E o morto? Sempre era um que tinha tido uma rixa com ele, além no café? Contaram-me… — disse eu, cautelosamente, com medo de denunciar o pormenor do diário.
Não, veja lá! Era o vizinho aqui da cave. Então, se nós soubéssemos a miséria em que ele vivia não lhe tínhamos dado as hortaliças que quisesse? É a pobreza escondida. Olhe, tenho feito um esforço para tomar atenção a algum caso parecido que haja por aí. E já tenho dado aos vizinhos. Agora, sou eu que trato da horta, sabe? Temos que nos desenrascar, não é?
E o chantagista, apanharam-no?
Acho que não, mas preferia não falar muito disso. Nunca se sabe. O meu marido suspeitava de alguém que tem uma janela que dá lá para a horta. Mas ainda fica desviada. Não sei.

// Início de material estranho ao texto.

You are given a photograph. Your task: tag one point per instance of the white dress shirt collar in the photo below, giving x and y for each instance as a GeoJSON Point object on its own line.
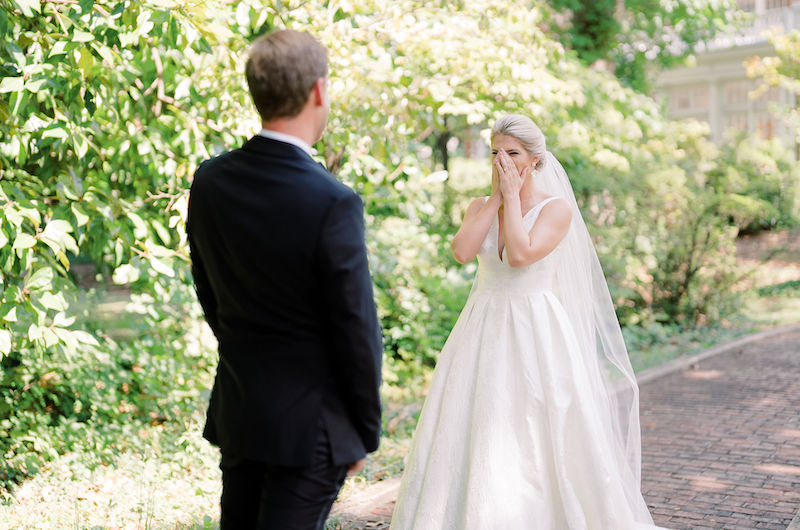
{"type": "Point", "coordinates": [287, 138]}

Despedi-me e prometi visitar o marido na prisão. Não só precisava de manter a coerência da minha história, como fiquei verdadeiramente curioso por conhecê-lo.
No dia seguinte, fui a Pinheiro da Cruz, armado de bloco de notas e minicâmara. E o último livro do João Magueijo, como prenda. O Marteladas tinha uma tez levemente sanguínea, nariz um pouco abatatado, era alto e bem constituído, aparentando menos idade do que os 63 anos declarados. Estranhou a minha visita, por não me conhecer, mas eu disse-lhe que era um jornalista do Correio da Manhã e que estava a organizar uma reportagem que reabilitasse a imagem de presos que tinham matado por acidente. Contou-me tudo o que eu já sabia mas, quando lhe falei no chantagista, baixou a cabeça a sorrir.
Só falo disso se for off the record — exigiu.
Anuí, claro. Do meu lado era tudo off the record.
Sabe, eu vi-me muito apertado com a pressão dos remorsos, que vinha somar-se à vida atarefada e de pouca qualidade que eu levava. Estava farto. E cansado. Só queria sossego e descanso, mas o que me tinha acontecido não me permitia nenhuma serenidade. Fui eu que escrevi as cartas. Eu queria vir para a prisão, queria cumprir pena, para me livrar dos remorsos. Queria deixar de calcorrear as ruas à procura de metal. Queria deixar de ouvir novelas. Queria entregar-me, mas queria deixar a minha mulher a pensar que eu não tinha outra saída. Então escrevi as cartas, só para ela ler. Nem as mostrei à Polícia. E tive sorte, muita sorte. Aqui, Pinheiro da Cruz, é uma colónia penal agrícola. Os campos anexos da prisão são um paraíso para alguém que gosta de trabalhos do campo, como eu. Estou bem.
A minha capacidade de adaptação não me permitia mais surpresas. Despedi-me. A última visão que tive dele foi a de um rosto em grande serenidade. Antes assim!

Joaquim Bispo
*
Imagem: António Dacosta, Episódio com um cão, 1941.